Thanks for using MS Q&A platform and posting your query
The issue you’re facing is due to the Azure Storage Blob library not being installed in the environment where your Azure Data Factory (ADF) pipeline is running. When you run the notebook in Databricks, it has access to its own environment where the library is installed. However, when the ADF pipeline runs the notebook, it uses a different environment where the library might not be installed.
To avoid including the installation step in your script each time, you can ensure that the Azure Storage Blob library is installed in the environment where your ADF pipeline is running. Here are a few ways to do this:
Install the library in your ADF environment: If you have access to the environment where your ADF pipeline is running, you can install the library there.
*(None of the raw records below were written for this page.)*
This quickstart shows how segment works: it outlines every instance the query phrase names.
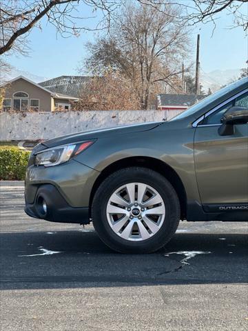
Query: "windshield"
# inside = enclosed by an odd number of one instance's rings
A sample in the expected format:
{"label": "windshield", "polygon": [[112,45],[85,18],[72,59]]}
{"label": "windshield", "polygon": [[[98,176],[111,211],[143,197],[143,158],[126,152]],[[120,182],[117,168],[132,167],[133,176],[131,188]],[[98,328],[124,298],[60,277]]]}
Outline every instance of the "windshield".
{"label": "windshield", "polygon": [[181,112],[178,115],[176,115],[174,117],[172,118],[169,121],[174,121],[176,119],[184,119],[187,116],[192,115],[194,112],[196,112],[200,109],[203,108],[206,105],[208,105],[214,100],[219,97],[221,97],[222,96],[225,95],[226,93],[227,93],[230,90],[239,86],[240,85],[240,83],[243,83],[244,80],[245,80],[245,78],[242,79],[240,79],[238,81],[235,81],[234,83],[232,83],[231,84],[228,85],[225,88],[223,88],[221,90],[219,90],[215,93],[213,93],[212,94],[209,95],[206,98],[203,99],[203,100],[201,100],[200,102],[198,102],[197,103],[192,106],[192,107],[189,107],[189,108],[188,108],[187,110]]}

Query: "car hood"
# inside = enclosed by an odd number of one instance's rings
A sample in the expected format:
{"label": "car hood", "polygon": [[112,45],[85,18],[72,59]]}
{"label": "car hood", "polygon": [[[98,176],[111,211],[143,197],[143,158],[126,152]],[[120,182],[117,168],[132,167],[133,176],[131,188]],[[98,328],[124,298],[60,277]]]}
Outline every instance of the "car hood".
{"label": "car hood", "polygon": [[148,131],[149,130],[154,129],[163,123],[163,122],[150,122],[138,125],[136,124],[132,126],[109,128],[105,129],[92,130],[90,131],[72,133],[66,134],[65,136],[58,137],[52,139],[43,141],[42,144],[48,148],[51,148],[59,145],[73,143],[77,141],[109,137],[110,135],[112,135],[113,138],[114,138],[116,134],[127,134],[132,132]]}

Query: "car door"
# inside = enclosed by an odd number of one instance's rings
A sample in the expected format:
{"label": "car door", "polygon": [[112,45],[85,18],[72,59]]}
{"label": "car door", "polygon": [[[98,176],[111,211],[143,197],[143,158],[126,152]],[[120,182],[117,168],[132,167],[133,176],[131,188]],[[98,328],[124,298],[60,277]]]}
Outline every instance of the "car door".
{"label": "car door", "polygon": [[232,135],[218,132],[224,113],[234,106],[248,108],[247,90],[208,112],[196,128],[195,170],[206,211],[248,202],[248,124],[234,126]]}

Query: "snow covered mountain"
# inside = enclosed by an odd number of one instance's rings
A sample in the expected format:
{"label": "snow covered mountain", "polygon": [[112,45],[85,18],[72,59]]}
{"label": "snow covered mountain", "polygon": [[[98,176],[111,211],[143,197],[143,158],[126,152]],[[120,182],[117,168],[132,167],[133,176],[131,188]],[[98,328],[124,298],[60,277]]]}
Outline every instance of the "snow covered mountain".
{"label": "snow covered mountain", "polygon": [[210,88],[212,92],[215,92],[222,86],[238,79],[240,75],[240,69],[216,70],[210,72],[201,72],[200,81],[205,91],[207,92]]}

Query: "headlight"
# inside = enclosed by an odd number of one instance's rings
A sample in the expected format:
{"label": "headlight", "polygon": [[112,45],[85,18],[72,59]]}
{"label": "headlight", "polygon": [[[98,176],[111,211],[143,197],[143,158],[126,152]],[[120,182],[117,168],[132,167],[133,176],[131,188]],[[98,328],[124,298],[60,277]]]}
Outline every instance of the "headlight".
{"label": "headlight", "polygon": [[85,150],[93,143],[94,141],[86,141],[84,143],[48,148],[47,150],[37,153],[34,164],[35,166],[51,167],[52,166],[64,163],[72,159],[72,157]]}

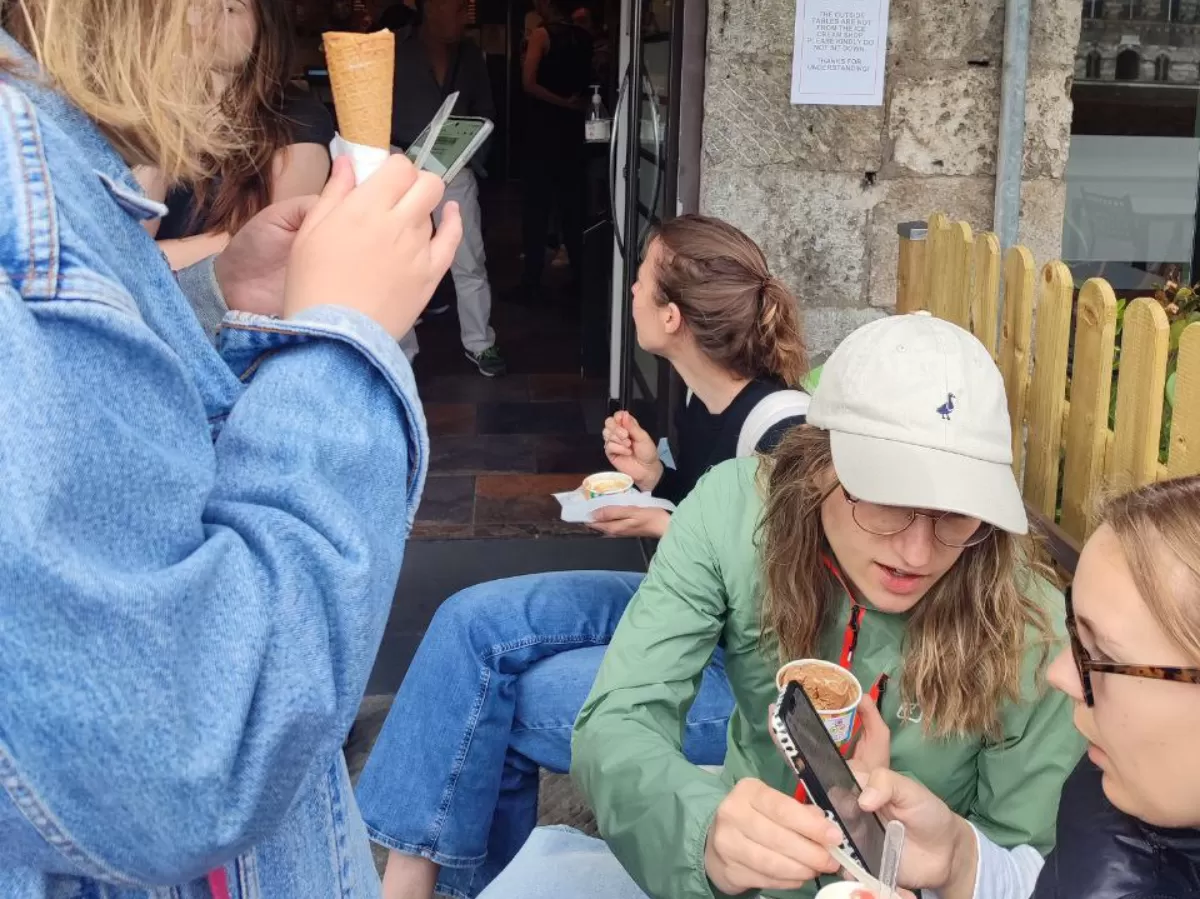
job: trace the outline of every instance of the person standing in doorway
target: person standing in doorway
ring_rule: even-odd
[[[529,97],[522,160],[521,293],[536,298],[546,263],[551,211],[557,208],[572,282],[583,260],[583,121],[592,77],[592,36],[571,20],[574,0],[539,0],[542,24],[529,36],[522,84]]]
[[[467,28],[467,0],[426,0],[418,4],[416,29],[396,44],[395,97],[391,112],[391,139],[408,148],[437,114],[448,96],[458,91],[455,115],[496,119],[496,102],[482,52],[463,38]],[[508,366],[496,348],[490,324],[492,287],[487,280],[484,252],[482,215],[479,208],[478,175],[484,174],[480,151],[457,178],[446,185],[445,200],[462,211],[463,238],[450,274],[458,294],[458,323],[467,358],[480,374],[494,378]],[[434,214],[442,221],[439,206]],[[415,338],[406,340],[406,352],[415,352]]]

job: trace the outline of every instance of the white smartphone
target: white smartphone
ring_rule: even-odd
[[[421,136],[408,148],[407,156],[418,168],[440,175],[449,184],[470,162],[494,126],[487,119],[451,115],[442,122],[432,144],[427,145],[430,130],[436,124],[437,119],[425,126]]]

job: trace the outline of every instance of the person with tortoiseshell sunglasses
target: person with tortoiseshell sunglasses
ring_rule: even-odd
[[[941,899],[1200,897],[1200,477],[1120,497],[1099,522],[1067,591],[1070,651],[1049,670],[1087,739],[1054,852],[1043,865],[1001,849],[881,768],[862,805],[904,821],[901,883]]]

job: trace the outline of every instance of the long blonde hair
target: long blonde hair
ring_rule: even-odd
[[[169,182],[202,179],[241,150],[205,52],[216,36],[205,17],[222,14],[214,0],[0,0],[0,12],[130,166],[155,166]]]
[[[1116,533],[1138,593],[1159,627],[1200,665],[1200,475],[1117,497],[1099,521]],[[1174,558],[1184,583],[1170,580]]]
[[[793,428],[763,459],[767,504],[757,544],[763,565],[763,639],[781,660],[817,653],[834,613],[834,581],[821,504],[836,486],[829,433]],[[1036,573],[1032,541],[996,531],[962,551],[908,618],[900,676],[902,701],[919,703],[934,737],[1000,735],[1002,705],[1021,697],[1031,646],[1046,655],[1054,635],[1046,613],[1025,594]]]

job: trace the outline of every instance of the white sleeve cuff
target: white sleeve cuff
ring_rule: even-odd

This would be similar to how you installed it in your Databricks notebook but instead, you would do it in your ADF environment.
Use a custom Docker image: If your ADF pipeline runs in a Docker container, you can create a custom Docker image that has the library pre-installed. Then, you can use this image to run your pipeline.
Include a requirements.txt file: If your ADF pipeline supports it, you can include a requirements.txt
file in your project. This file should list all the Python libraries that your project needs. When your pipeline runs, it will install all the libraries listed in this file.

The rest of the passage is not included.